120 Squadron is a squadron of the Israeli Air Force, also known as the Desert Giants (formerly International Squadron).

The squadron was originally formed in 1962 flying Douglas C-47 Dakotas. It now flies Boeing 707 and IAI 1124N Westwind SeaScan aircraft from Nevatim Airbase.

An undisclosed number (sources suggest seven) of converted Boeing 707 (the 707 Re’em) aircraft with flying booms operate as part of the squadron. Israel's fleet are former civilian aircraft adapted for military uses such as aerial refueling of combat aircraft and transport. Able to carry 20 extra fuel tanks while modified for aerial refueling, the Re’ems can be adapted to carry passengers as well as cargo such as military equipment and ammunition. Following the outbreak of the COVID-19 pandemic in 2020, the planes have also been used to carry medical equipment.
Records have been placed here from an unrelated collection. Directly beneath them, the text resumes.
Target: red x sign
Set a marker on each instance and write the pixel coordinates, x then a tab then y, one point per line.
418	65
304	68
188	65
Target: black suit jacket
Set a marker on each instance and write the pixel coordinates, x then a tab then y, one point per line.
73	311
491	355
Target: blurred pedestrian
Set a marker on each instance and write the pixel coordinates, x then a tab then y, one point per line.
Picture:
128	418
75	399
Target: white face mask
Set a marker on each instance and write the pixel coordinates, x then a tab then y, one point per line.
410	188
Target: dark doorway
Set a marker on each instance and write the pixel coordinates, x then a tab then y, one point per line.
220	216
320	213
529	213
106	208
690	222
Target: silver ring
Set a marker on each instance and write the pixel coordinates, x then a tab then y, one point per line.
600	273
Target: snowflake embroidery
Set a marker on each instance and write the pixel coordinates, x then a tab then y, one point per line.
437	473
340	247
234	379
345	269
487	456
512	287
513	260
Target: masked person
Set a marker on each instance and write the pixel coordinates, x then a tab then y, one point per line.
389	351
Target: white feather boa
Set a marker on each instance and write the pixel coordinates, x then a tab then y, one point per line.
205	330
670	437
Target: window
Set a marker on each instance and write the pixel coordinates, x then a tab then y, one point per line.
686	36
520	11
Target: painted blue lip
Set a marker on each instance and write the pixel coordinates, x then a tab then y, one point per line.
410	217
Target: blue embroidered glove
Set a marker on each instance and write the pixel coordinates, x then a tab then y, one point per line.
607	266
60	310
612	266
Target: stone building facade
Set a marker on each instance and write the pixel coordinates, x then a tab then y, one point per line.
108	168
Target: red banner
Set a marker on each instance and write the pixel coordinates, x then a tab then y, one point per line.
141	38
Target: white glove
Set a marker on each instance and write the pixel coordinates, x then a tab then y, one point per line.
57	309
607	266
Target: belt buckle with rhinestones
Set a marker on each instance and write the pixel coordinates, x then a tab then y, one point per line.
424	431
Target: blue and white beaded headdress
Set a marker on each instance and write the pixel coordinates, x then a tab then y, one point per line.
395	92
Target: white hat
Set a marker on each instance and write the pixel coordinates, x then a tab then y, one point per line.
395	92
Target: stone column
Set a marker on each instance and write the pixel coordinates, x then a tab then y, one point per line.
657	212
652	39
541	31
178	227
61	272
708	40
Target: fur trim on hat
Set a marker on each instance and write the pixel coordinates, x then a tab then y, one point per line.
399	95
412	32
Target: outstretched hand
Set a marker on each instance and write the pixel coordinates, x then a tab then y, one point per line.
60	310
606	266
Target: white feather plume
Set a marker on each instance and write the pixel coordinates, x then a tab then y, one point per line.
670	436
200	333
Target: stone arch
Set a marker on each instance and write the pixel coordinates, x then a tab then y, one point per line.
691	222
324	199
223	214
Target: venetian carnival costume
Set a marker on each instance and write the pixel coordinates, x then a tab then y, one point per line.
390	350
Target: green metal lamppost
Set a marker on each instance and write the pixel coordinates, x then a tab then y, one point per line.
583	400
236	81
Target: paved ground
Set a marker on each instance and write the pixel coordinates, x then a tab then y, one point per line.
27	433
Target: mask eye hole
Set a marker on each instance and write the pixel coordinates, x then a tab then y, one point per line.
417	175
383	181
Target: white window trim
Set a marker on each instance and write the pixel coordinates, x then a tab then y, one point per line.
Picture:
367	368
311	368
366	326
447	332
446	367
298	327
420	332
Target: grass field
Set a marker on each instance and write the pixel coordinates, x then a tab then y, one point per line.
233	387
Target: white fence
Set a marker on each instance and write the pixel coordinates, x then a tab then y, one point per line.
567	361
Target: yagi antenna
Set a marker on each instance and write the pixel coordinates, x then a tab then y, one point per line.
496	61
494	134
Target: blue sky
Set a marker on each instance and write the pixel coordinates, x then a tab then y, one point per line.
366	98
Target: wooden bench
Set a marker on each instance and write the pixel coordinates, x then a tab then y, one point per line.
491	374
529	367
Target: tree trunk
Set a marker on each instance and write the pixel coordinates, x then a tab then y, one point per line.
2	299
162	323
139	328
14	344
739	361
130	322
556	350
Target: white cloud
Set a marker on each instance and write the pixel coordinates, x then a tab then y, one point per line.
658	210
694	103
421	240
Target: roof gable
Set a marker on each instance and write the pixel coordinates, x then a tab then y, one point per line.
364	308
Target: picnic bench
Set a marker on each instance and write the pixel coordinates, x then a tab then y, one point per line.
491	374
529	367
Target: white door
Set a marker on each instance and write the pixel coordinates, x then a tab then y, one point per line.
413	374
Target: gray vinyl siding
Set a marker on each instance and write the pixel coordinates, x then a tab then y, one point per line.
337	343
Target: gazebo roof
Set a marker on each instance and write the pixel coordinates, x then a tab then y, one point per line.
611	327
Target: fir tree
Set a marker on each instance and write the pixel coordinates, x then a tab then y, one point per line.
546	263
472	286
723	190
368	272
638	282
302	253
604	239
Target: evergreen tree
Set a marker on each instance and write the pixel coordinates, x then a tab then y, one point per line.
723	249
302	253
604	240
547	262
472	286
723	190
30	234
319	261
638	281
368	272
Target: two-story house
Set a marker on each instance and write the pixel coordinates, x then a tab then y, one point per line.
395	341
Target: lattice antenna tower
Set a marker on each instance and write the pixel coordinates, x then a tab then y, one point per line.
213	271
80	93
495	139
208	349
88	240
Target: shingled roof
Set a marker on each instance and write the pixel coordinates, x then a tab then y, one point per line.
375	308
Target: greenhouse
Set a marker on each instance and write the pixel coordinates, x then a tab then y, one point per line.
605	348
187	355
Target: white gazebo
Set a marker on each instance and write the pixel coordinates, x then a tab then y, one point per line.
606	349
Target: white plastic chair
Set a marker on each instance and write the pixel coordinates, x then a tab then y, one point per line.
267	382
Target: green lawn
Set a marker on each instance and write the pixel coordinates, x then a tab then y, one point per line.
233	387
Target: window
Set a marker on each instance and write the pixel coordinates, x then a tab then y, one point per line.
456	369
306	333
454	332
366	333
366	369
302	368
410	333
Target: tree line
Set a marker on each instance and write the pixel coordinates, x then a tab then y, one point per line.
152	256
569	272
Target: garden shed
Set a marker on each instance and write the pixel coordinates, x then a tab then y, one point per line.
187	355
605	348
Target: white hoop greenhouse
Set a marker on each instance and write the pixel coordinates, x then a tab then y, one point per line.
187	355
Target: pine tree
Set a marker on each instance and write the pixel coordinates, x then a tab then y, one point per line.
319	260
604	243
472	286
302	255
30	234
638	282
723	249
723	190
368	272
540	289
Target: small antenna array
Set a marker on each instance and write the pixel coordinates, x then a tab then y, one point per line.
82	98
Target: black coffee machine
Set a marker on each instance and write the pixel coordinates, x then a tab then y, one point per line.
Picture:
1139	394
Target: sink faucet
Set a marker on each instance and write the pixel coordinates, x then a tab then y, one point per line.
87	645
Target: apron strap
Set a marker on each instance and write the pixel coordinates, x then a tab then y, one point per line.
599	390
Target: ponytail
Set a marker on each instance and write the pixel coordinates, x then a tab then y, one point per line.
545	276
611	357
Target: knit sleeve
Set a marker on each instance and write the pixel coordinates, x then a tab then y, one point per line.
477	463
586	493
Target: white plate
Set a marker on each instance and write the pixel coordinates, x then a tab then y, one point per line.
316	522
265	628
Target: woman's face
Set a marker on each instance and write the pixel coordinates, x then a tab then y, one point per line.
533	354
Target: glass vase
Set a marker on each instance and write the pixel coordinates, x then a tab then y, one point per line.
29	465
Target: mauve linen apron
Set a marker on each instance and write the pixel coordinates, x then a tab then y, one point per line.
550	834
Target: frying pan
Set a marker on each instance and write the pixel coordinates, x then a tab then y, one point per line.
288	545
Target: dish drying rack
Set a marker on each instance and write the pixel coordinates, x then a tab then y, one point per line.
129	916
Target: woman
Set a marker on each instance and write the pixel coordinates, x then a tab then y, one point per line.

The Jerusalem Post wrote in September 2020 that the squadron will receive Boeing KC-46 Pegasus aerial refueling aircraft. Six months earlier, on 3 March 2020, The State Department had approved the Foreign Military Sale to Israel of eight KC-46s and related equipment for a cost of $2.4 billion.

== History ==

The squadron participated in the Six Day War in transport missions, parachuting (including dropping supplies) and communication relay. The squadron engaged in these missions and other missions such as electronic warfare also during the War of Attrition. On September 17, 1971, a Stratocruiser plane that was on an aerial photography mission over the Sinai Peninsula was shot down by an SA-2 surface-to-air missile. Seven of the eight crew members were killed.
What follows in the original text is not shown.